Sometimes to solve a problem, you need to invent brand-new tech

Electrical engineer brings his laser expertise and technical skills to bear on radical new medical imaging technology

Thien Nguyen - 24 September 2019

(Edmonton) Millions of Canadians are affected by serious respiratory diseases and require long-term medical monitoring.
One major challenge facing these individuals and their doctors is medical imaging of the lungs. While CT scans and X-rays provide the best images, the cumulative impact of multiple exposures to radiation over time results in a dangerous increase in the risk of cancer.
Other technologies such as Magnetic Resonance Imaging (MRI) have no harmful effects-but they cannot provide helpful images.
"Your lungs are filled with air, and air does not produce a useful magnetic response. Imaging lungs with MRI is very difficult-you get poor images out of that," says Gil Porat, an electrical engineering professor at the University of Alberta who has a radical plan to solve this problem.

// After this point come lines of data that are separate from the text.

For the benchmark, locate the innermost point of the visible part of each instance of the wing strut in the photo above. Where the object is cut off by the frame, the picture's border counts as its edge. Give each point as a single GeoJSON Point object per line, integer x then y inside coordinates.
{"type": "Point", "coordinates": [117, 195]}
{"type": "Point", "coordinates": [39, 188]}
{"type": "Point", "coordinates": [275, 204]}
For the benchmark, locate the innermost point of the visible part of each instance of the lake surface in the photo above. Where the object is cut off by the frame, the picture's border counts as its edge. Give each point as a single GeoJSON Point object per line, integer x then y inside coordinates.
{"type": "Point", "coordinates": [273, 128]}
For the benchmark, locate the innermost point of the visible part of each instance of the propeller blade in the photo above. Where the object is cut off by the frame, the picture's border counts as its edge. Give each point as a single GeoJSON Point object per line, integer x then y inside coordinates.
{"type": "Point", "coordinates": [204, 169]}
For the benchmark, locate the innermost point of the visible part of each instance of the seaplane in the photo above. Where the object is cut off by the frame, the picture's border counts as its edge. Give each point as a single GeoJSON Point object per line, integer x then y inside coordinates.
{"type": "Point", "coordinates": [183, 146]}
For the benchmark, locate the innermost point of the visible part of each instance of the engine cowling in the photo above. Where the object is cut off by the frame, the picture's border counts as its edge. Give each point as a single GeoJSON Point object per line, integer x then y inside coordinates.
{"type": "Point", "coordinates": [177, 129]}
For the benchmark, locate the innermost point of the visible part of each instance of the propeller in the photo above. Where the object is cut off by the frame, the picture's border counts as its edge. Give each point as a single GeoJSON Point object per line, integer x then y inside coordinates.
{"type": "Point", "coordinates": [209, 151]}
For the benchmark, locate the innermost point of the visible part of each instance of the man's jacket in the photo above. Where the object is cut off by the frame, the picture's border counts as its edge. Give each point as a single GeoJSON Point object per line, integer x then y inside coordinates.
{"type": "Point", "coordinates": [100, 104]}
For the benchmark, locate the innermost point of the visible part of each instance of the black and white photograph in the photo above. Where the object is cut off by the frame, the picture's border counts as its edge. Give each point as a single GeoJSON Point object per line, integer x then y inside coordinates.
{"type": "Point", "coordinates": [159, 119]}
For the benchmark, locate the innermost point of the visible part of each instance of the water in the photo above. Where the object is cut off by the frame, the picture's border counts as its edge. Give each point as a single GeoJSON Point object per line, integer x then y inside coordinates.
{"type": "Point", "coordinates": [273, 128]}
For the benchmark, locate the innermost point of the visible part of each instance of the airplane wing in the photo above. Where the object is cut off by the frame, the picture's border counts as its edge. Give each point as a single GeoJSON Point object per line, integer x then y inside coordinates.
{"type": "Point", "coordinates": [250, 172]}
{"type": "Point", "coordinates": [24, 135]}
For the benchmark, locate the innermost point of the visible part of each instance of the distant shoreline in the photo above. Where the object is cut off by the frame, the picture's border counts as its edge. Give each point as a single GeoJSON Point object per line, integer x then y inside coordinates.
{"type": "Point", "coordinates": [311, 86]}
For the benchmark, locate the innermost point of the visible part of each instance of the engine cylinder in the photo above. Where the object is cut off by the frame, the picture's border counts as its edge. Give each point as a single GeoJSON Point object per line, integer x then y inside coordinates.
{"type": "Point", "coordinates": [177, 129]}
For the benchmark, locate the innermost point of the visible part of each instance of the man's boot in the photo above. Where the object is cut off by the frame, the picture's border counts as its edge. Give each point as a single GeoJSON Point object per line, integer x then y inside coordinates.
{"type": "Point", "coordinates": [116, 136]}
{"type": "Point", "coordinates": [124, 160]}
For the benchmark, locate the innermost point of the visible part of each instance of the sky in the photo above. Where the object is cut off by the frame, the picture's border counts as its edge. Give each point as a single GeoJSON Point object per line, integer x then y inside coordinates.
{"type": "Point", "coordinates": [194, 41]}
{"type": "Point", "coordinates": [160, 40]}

Porat is investigating an alternative to create safe, affordable magnetized gases that magnetic imaging devices can detect in a patient's lungs. This approach has the potential to improve patient treatment by providing health-care workers with more accurate information about their patients' health, avoiding the radiation exposure that comes with other technologies.
"All the patient has to do is inhale the gas, hold it in their lungs and the gas stays magnetized in their lungs," Porat said. "You can see extremely minute details," he said.

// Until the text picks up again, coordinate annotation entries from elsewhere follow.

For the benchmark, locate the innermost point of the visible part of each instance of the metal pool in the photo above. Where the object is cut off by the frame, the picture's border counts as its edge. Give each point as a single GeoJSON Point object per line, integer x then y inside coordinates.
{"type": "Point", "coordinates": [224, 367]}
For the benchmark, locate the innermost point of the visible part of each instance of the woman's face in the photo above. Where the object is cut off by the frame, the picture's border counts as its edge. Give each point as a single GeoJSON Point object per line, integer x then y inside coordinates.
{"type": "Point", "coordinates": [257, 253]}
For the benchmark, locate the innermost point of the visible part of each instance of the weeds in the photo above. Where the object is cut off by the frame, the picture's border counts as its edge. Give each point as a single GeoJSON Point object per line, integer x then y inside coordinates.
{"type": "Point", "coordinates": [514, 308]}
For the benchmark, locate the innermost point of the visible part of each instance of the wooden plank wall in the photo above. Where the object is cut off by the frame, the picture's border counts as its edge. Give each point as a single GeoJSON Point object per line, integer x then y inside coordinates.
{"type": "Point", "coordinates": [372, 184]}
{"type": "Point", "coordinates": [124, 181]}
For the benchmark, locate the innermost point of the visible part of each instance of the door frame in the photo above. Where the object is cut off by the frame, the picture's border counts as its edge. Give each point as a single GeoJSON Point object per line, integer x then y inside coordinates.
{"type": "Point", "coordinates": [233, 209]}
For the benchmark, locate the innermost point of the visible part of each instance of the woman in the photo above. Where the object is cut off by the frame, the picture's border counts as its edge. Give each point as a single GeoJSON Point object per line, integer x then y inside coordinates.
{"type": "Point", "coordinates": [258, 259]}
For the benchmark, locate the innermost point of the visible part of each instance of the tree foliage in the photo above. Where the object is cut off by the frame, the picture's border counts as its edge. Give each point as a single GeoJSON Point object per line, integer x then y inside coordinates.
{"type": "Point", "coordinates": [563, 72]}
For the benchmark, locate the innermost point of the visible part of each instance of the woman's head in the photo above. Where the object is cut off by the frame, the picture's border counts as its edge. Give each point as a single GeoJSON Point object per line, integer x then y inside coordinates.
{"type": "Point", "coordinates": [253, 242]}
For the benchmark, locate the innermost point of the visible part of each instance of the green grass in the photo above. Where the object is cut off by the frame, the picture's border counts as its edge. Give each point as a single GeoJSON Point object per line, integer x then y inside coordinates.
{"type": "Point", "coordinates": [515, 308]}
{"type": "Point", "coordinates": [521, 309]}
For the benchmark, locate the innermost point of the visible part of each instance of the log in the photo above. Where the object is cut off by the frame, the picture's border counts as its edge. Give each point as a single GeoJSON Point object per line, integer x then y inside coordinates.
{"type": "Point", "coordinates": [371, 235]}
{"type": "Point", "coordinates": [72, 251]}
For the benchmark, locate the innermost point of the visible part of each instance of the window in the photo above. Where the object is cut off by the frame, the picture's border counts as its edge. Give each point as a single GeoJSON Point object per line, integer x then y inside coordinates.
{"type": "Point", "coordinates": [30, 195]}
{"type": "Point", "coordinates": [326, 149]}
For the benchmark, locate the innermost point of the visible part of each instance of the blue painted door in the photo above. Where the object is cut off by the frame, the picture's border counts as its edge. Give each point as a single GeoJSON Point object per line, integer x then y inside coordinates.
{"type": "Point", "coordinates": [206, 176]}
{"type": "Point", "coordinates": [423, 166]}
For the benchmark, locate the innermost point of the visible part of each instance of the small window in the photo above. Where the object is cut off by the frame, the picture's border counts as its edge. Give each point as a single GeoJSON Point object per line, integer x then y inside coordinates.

To achieve this, researchers need to use noble gases such as helium and xenon, which can be magnetized. Current efforts to magnetize noble gas require complex and expensive equipment to produce even small amounts of the gas. Often these methods introduce toxics and the toxics must be removed before the gas can be safely administered to patients. What's more, the gas gets only partially magnetized.
It's a difficult technological challenge to overcome, but one Porat is driven to solve. To do so, he plans on inventing new technology to produce affordable, safe gases.
The electrical engineer is developing a desktop version of large high-power ultraviolet lasers. By exposing noble gases to the laser light, the gas becomes fully magnetized.
"It's high-risk, high-gain research," said Porat. "My idea goes against the grain. Everybody for decades has been walking along different lines, and now I'm saying the technology is here now, we can make it happen."